Tamara y yo no habíamos coincidido en el velorio, pero de pronto nos encontramos, por la mañana, muy cerca del coche fúnebre ya cerrado y próximo a partir. Cada una leía en la otra una conmoción evidente: era como si nos hubiéramos desplomado sin caer. Quizás para sobreponernos, acudimos a lo que nos era familiar: pensar en el lenguaje. Entonces comenzamos a balbucear una hipótesis sobre aquello que nos había conmovido tanto –dentro de la ya enorme conmoción–, y acordamos que era el nombre trazado con provisorias letras blancas sobre el soporte de felpa negra del coche: Ana María Amado. “Es el nombre, siempre es el nombre”, decía Tamara, no sé con qué predicado, no lo recuerdo. Estábamos seguras de que la cruz no era una incongruencia, sino un pedido de Ana, que solía sorprendernos con su fe en esa comunidad de ateas –lo eran más por omisión que como práctica razonada–. Yo sentí que se nos confiaba un secreto: el segundo nombre, ese que los muertos suelen revelarnos cuando ya es tarde para preguntar si lo avalaban, lo mantenían oculto por vergüenza o simplemente lo dejaban de lado para resumir. Somos casi todo el tiempo para los otros, nuestro primer nombre, el de pila, si no se ha merecido un apodo, un diminutivo, un nombre de guerra y, en el peor de los casos, un alias. “Ana María” sería para la documentación, las actas de examen y, ahora, la inscripción en la tumba seguida por la fecha del día.
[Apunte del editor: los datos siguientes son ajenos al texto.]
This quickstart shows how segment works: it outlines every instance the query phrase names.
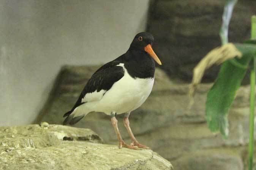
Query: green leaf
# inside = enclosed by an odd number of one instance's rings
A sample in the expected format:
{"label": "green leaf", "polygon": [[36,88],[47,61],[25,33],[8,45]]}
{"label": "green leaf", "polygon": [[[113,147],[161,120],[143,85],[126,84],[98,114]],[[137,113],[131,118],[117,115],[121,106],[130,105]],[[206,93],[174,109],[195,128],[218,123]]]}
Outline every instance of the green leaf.
{"label": "green leaf", "polygon": [[252,57],[256,54],[256,45],[252,44],[234,44],[235,47],[243,54],[243,56],[248,57],[248,55]]}
{"label": "green leaf", "polygon": [[248,39],[243,42],[244,43],[256,44],[256,39]]}
{"label": "green leaf", "polygon": [[209,128],[213,132],[220,131],[224,138],[229,133],[229,109],[246,73],[252,55],[256,52],[255,45],[235,45],[243,56],[223,63],[215,83],[208,92],[206,104],[205,116]]}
Recuerdo haber ido caminando con Tamara del brazo de Ana por el cementerio alemán, durante el entierro de Nicolás, y que la conversación tenía una falsa ligereza a la que Ana parecía aferrarse y que el camino era hermoso y arbolado y a ninguna le pareció que señalarlo estuviera fuera de lugar y nos reímos –¿por qué no?– de que hubieran metido en la parcela a Nicolás junto a su hermana Martina y ya no quedara lugar para Ana. Sí, nos reímos. Y eso que Ana había dicho: “Es como si me hubieran quitado una parte del cuerpo”, pero no como una queja, sino como una observación para tener en cuenta y someter a juicio.
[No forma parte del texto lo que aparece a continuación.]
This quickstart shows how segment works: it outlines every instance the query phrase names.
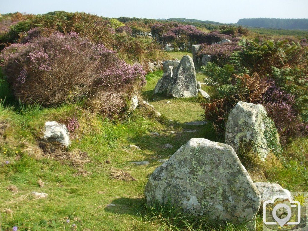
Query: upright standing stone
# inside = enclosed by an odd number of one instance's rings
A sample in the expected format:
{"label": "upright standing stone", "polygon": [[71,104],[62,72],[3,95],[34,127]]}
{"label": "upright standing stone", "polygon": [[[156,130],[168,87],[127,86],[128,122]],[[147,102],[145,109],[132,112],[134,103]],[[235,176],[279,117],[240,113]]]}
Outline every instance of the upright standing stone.
{"label": "upright standing stone", "polygon": [[251,148],[264,160],[275,144],[279,146],[277,129],[264,107],[239,101],[231,111],[226,126],[225,143],[236,151],[241,146]]}
{"label": "upright standing stone", "polygon": [[189,55],[184,55],[181,60],[168,87],[168,95],[177,98],[198,96],[196,70]]}
{"label": "upright standing stone", "polygon": [[200,45],[193,45],[192,46],[192,60],[195,65],[198,64],[198,58],[197,52],[200,49]]}
{"label": "upright standing stone", "polygon": [[172,78],[173,68],[173,66],[169,67],[167,71],[163,75],[163,77],[158,80],[154,89],[153,95],[167,92]]}
{"label": "upright standing stone", "polygon": [[232,147],[204,139],[190,140],[156,168],[144,193],[149,204],[169,200],[186,213],[234,224],[250,221],[253,229],[261,201]]}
“Ana María Amado”: pensé, pero mucho más tarde, en que esa pérdida de contención, el breve quiebre de Tamara y mío y al que nos sobrepusimos, se debía al hecho de saber que sería solamente Ana la que, para siempre, no podría acudir al llamado de su nombre, que serían otros los que lo dijeran en voz alta, los que lo escribieran para citarla, pero nunca para que ella viniera, se pusiera de pie o simplemente se diera vuelta, es decir, que su cuerpo volviera a moverse en determinada dirección por una voz que lo interpelaba.